The WBV protocol used in this study was chosen following previous studies[16,17], which indicated that WBV treatment might be more efficient when it is used in a structured way two or three times per week for 10 min each time. So it would be possible to hypothesize that a protocol with higher intensities, time, and amplitude could have achieved greater improvements in those children. Regarding the safety aspect of vibration training, our vibration protocol did not result in any vibration-related adverse effects, which is concordant with previous vibration studies[20,36]. Also, there was no evidence that the level of compliance with study protocol affected study outcomes.

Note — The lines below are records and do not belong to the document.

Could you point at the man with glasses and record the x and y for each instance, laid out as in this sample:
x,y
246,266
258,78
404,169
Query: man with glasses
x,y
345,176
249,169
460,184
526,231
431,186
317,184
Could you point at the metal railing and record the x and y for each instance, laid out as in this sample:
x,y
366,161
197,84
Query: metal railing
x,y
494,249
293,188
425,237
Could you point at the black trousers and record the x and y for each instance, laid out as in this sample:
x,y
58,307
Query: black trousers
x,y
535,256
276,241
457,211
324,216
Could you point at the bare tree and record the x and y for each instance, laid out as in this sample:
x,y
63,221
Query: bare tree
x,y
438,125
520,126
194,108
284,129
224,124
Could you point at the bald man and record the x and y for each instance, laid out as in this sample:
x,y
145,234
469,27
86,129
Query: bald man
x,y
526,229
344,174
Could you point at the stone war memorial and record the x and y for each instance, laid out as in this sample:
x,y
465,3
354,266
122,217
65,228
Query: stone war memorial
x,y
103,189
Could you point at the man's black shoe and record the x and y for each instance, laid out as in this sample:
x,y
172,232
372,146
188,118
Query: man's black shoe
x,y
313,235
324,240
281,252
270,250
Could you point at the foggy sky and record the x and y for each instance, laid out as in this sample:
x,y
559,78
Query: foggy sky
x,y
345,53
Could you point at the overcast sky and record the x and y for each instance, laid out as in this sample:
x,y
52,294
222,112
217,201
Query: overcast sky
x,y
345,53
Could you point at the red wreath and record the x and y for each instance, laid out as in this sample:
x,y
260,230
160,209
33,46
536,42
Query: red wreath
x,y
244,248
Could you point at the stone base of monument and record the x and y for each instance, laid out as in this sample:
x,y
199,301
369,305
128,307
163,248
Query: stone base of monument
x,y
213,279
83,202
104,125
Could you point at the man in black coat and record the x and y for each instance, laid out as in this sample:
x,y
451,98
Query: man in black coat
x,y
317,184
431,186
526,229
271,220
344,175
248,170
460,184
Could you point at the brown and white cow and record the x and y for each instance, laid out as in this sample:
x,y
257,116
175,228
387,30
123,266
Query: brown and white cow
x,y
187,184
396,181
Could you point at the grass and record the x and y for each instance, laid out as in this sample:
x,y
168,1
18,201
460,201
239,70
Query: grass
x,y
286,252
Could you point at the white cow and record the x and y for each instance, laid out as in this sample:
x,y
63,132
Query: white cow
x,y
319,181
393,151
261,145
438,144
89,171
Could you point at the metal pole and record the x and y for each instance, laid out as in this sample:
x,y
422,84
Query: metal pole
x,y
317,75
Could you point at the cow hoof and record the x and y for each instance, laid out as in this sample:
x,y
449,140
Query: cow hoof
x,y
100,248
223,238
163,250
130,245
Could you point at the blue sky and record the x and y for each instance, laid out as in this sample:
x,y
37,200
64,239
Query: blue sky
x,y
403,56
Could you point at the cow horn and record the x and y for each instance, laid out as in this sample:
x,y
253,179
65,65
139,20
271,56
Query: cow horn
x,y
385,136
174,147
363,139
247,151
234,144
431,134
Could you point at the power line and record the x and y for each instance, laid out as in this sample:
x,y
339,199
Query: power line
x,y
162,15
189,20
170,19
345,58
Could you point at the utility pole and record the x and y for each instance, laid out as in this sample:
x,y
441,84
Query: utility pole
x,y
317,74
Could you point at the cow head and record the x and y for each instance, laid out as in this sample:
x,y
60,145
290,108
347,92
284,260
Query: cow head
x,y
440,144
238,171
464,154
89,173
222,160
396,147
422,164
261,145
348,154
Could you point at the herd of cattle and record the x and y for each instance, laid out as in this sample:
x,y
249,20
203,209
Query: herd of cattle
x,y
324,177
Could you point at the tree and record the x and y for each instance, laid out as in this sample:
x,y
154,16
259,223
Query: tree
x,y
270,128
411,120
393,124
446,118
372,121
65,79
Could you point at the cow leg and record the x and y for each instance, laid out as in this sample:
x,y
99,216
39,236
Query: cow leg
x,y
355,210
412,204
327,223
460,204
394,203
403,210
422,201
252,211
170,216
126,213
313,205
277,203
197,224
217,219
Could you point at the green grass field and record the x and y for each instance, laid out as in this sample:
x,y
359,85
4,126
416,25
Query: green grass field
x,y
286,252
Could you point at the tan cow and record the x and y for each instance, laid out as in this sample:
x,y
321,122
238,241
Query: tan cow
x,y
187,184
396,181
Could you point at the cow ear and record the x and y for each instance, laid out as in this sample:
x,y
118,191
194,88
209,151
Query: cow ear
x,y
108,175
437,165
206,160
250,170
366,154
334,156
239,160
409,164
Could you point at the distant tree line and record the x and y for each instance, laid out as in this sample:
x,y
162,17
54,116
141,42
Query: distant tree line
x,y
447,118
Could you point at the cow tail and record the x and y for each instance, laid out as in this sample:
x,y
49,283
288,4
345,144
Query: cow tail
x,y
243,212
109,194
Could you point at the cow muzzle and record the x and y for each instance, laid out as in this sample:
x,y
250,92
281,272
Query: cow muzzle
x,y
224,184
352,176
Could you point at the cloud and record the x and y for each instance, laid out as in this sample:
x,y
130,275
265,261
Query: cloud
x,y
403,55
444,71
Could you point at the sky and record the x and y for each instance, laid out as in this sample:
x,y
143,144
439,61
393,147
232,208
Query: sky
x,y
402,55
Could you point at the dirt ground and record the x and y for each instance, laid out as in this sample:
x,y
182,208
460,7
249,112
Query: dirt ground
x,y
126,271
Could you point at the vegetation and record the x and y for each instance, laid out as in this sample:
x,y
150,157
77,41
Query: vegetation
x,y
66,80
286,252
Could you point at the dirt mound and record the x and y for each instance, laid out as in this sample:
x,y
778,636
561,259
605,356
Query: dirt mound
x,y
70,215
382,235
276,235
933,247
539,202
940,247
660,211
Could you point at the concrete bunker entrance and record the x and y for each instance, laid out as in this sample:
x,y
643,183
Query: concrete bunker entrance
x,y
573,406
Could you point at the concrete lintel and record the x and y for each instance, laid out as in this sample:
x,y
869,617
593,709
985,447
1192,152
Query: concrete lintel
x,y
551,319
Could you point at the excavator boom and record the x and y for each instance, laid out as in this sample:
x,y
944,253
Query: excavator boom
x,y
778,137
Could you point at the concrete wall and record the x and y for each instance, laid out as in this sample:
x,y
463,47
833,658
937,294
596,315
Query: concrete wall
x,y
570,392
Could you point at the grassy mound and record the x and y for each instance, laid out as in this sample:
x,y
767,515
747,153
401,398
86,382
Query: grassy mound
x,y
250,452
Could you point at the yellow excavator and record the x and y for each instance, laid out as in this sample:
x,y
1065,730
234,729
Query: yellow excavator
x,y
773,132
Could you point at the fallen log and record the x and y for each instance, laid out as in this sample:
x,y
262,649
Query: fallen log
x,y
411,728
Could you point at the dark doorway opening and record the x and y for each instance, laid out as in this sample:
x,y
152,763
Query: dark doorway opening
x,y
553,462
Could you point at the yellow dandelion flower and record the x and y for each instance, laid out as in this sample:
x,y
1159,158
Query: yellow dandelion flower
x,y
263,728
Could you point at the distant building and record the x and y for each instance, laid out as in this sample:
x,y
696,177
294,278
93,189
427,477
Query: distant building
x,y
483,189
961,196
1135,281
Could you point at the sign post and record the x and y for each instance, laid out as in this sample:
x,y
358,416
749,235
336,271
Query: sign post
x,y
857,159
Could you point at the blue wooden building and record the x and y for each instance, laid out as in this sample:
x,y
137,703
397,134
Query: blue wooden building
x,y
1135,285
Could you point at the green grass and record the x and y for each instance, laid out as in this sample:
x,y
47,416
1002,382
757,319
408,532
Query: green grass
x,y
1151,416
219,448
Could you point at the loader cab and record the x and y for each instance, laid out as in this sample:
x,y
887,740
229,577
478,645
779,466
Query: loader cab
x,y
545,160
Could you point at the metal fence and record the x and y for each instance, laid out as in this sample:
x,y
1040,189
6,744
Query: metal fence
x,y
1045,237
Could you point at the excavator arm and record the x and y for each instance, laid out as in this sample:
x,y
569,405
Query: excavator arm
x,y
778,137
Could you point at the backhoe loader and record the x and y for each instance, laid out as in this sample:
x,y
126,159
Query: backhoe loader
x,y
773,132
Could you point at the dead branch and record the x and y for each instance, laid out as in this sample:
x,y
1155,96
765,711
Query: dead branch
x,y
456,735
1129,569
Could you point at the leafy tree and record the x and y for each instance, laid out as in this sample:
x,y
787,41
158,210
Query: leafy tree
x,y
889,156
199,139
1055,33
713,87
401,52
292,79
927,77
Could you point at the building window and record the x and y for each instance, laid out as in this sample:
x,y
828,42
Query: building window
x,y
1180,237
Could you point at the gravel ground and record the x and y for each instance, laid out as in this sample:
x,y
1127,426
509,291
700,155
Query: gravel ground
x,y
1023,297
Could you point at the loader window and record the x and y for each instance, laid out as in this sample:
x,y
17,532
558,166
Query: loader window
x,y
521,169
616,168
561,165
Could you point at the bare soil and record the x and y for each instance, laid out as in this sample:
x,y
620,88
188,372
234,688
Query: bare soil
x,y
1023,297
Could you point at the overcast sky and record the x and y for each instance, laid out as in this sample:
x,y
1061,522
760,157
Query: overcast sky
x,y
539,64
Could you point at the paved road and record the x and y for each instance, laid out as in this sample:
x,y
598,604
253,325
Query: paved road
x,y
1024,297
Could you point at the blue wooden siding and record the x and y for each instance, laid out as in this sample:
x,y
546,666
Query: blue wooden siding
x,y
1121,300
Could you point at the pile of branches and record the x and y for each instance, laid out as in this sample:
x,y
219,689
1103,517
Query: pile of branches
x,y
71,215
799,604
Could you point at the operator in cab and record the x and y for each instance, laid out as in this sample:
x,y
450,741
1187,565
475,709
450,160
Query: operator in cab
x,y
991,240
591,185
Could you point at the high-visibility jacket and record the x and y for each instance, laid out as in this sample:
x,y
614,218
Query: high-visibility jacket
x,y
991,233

The significant improvement in muscle strength, BMD, and functional capacity observed in the control group is likely caused by the fact that the regular exercise program (30 min at least three times per week) was designed to increase muscle strength, joint mobility, flexibility, balance and functionality, thus improving daily life activities[37-40]. This explanation mirrors the conclusion of Eid and colleagues[41]; they demonstrated that, resistance and aerobic exercise training are effective in increasing BMD and improving both muscle strength and functional ability in children with hemophilia.
This study is not exempt of limitations; firstly, the lack of data about vitamin D data, as vitamin D affects muscle function and can be a confounder to response to therapy. Secondly, the absence of a sex and age-matched normal control group hinder us to demonstrate the anthropometric measurements in Z-scores as children with hemophilia can suffer from growth delay. And finally, lack of follow-up data, which reduces the clinical application of our results on the short-term effects of WBV. Further studies taking into account these factors will help us to define whether an intervention of WBV alone is effective in this determined population.
Therefore, we can conclude that the WBV training is an effective physical therapy modality for children with hemophilia. It produces an increase in quadriceps strength, BMD, and functional capacity in those children.
Acknowledgement
The authors would like to express their appreciation to all of the children and parents who participated in this study.
Footnotes
The authors have no conflict of interest.